In a sense, Jesus is giving the rich, satiated, laughing, and acclaimed ones a “heads-up”; a warning so that they might be encouraged to reconsider how they treat their less fortunate neighbors.  It’s given as a caution, an admonition to live into the abundant life for all that Jesus preaches is God’s will.  They, and we are instructed to love our enemies, offer goodness to haters, and blessings to those who torment us.  Jesus goes so far as to teach that we are to pray for those who mean us harm.  We’re told to to “turn the other cheek”, and give the shirt off our back.  To treat others as we would have them treat us.  All these commands reflect the upside-down nature of Jesus’ ministry.  Each of them encourages God’s people to act in ways that are not consistent with how the world behaves.  Love your enemies, bless those who would never consider blessing you, give your shirt to the one who steals your coat; the poor and hungry are “blessed”, while the rich and happy are given a wakeup call to be aware of, and alleviate their poverty and hunger.    

And while God’s will is for all people to fall into the category of blessed, the reality of this world is that there is a great deal of real “woe” to go around.  In many ways the Kingdom of God is already here, expressed by those saints who continue to believe and trust God’s promises in Jesus Christ as Savior.  Yet the kingdom has not yet come into its fullness; illness, accidents, old age, and human mortality still hold sway over God’s people in this world.  For many the blessings promised have not yet come to be.  But for those for who we remember and honor on this All Saints Day, for them the promise of the kingdom has been fulfilled.  The “woes” are no more, the struggles of this life have been replaced by the beatitudes that Jesus preached on the plain this morning.  Those who have gone to be with God are now rich, filled, laughing, and loved.  The saints who now rest in paradise have received full measure of God’s grace and mercy.

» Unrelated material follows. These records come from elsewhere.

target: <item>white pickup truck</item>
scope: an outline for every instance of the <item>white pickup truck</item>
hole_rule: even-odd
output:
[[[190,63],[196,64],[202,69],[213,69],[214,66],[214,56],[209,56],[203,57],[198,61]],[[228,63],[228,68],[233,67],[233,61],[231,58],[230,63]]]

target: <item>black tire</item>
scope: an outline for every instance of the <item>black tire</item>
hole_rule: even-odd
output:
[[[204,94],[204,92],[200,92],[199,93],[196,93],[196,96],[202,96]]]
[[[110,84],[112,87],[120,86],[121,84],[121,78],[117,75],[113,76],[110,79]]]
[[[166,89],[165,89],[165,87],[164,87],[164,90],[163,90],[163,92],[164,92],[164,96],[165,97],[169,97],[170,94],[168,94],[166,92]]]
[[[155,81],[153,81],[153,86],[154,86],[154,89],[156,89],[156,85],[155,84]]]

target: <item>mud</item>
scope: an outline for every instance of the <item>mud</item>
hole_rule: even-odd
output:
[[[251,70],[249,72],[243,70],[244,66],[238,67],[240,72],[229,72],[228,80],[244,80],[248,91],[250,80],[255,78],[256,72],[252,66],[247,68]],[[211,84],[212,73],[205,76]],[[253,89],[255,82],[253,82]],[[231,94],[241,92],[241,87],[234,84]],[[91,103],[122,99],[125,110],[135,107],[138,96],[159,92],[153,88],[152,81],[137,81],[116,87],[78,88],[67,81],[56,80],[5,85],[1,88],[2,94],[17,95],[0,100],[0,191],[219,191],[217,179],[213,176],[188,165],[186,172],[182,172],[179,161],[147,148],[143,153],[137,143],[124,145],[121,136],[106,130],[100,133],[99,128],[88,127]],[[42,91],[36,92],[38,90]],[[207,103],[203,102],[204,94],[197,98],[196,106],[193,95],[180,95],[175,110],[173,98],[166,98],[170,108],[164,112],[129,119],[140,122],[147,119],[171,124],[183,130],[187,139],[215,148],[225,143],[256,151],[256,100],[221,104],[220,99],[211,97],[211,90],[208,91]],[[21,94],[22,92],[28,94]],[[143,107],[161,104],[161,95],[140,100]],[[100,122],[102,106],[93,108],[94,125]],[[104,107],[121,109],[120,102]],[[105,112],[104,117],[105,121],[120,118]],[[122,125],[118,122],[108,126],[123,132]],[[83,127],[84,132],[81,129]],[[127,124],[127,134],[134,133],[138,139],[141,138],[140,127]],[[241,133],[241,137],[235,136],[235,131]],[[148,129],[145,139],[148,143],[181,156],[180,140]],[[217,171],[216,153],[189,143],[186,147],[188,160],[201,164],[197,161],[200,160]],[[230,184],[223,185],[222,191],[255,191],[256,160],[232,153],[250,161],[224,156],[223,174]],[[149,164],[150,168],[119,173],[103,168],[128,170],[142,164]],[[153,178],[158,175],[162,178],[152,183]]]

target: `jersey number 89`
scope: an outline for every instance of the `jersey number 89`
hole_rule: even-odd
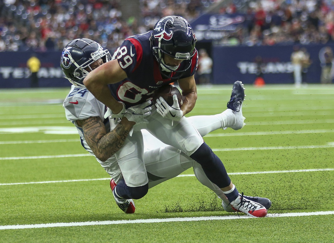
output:
[[[122,58],[122,56],[127,53],[128,49],[127,48],[126,46],[123,46],[118,51],[117,59],[121,59]],[[123,62],[121,61],[120,61],[119,62],[120,66],[122,68],[126,68],[133,62],[133,60],[132,60],[132,58],[129,54],[123,57]],[[123,63],[123,62],[124,63]]]

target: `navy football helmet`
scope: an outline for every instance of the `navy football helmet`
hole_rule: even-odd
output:
[[[191,27],[183,18],[167,16],[159,20],[154,26],[151,42],[153,55],[160,64],[161,70],[180,73],[188,69],[191,61],[187,62],[182,70],[177,70],[179,65],[166,65],[164,62],[164,55],[176,59],[191,60],[196,52],[195,45],[197,40]]]
[[[93,69],[91,65],[102,58],[105,63],[111,60],[108,50],[94,40],[86,38],[74,40],[66,45],[60,59],[65,78],[76,86],[85,87],[85,77]]]

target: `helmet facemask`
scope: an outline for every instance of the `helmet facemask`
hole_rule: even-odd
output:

We will honor their memory in this world by the reading of their names, the lighting of candles, and the tolling of the church bell.  All these are appropriate ways to remember and commend them.  But the manner in which we continue to live our lives in this world, well, this is the way Jesus would have us honor their lives, their earthly sainthood.  Each time we aid the poor, feed the hungry, console the troubled, or speak well of the despised, we celebrate the memory of the departed saints.  For they are the ones who heeded the words of Christ and who served as examples for us to follow.  We are blessed if we acknowledge what they taught us and “woe to us” if we disregard the lessons of those who have gone before.  May the memory of those we honor this day live eternal.    

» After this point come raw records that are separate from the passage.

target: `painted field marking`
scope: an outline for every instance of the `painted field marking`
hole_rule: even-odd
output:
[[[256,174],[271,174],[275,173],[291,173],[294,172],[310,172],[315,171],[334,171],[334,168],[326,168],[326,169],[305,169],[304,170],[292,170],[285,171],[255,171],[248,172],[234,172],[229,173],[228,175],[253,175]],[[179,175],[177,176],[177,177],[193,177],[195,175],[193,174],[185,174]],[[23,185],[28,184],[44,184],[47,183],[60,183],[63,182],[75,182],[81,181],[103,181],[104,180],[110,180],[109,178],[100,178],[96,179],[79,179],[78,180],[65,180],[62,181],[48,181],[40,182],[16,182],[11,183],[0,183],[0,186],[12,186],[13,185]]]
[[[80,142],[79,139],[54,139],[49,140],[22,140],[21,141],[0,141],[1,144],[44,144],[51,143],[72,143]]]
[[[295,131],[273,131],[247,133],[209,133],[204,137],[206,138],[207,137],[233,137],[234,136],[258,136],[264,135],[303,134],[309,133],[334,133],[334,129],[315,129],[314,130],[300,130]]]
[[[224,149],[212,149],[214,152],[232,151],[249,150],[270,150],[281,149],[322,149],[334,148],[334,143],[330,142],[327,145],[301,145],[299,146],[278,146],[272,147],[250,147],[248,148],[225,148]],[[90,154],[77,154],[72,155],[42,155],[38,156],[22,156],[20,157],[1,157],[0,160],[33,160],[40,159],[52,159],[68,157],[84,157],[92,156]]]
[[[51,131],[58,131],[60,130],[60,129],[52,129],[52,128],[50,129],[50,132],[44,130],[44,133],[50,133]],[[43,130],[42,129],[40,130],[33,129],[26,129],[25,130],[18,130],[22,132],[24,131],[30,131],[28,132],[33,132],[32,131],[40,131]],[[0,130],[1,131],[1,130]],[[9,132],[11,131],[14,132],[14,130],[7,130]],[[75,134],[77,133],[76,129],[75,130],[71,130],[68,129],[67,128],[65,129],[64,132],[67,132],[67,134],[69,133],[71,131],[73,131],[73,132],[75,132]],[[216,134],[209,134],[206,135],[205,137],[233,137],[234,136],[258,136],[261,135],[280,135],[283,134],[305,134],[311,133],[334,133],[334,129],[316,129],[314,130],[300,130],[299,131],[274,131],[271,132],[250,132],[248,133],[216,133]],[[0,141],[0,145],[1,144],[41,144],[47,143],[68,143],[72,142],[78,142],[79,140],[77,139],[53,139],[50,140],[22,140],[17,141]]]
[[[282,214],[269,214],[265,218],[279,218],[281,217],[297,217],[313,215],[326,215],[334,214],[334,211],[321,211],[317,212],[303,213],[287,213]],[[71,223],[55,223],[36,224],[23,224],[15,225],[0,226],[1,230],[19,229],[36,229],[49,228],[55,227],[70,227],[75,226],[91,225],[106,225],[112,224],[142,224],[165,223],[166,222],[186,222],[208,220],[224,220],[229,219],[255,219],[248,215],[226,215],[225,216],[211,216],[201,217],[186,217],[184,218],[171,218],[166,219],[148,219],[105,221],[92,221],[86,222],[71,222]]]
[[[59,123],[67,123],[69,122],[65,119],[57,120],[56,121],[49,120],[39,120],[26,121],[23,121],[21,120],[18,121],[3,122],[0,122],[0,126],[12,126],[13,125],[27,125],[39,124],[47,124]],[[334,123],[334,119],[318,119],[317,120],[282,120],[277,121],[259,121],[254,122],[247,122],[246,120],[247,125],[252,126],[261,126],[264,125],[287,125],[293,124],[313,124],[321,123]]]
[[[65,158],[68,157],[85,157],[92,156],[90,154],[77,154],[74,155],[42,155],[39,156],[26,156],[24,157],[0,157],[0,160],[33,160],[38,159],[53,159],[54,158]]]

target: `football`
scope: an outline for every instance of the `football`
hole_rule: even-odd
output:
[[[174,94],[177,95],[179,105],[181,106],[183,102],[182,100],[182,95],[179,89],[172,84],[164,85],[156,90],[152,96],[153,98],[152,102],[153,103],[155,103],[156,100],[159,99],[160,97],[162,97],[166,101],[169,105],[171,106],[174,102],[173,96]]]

Will you pray with me?  Good, and gracious, and holy God, we give you thanks for the lives of our loved ones who have gone to be with you.  Strengthen us so that we might live our lives in ways that celebrate the saintliness of those we remember this day.  And we pray these things in the name of Jesus Christ, the One who secures for us the blessings of heaven; may we emulate his teaching in this world.

God is good, all the time.  All the time, God is good. Amen.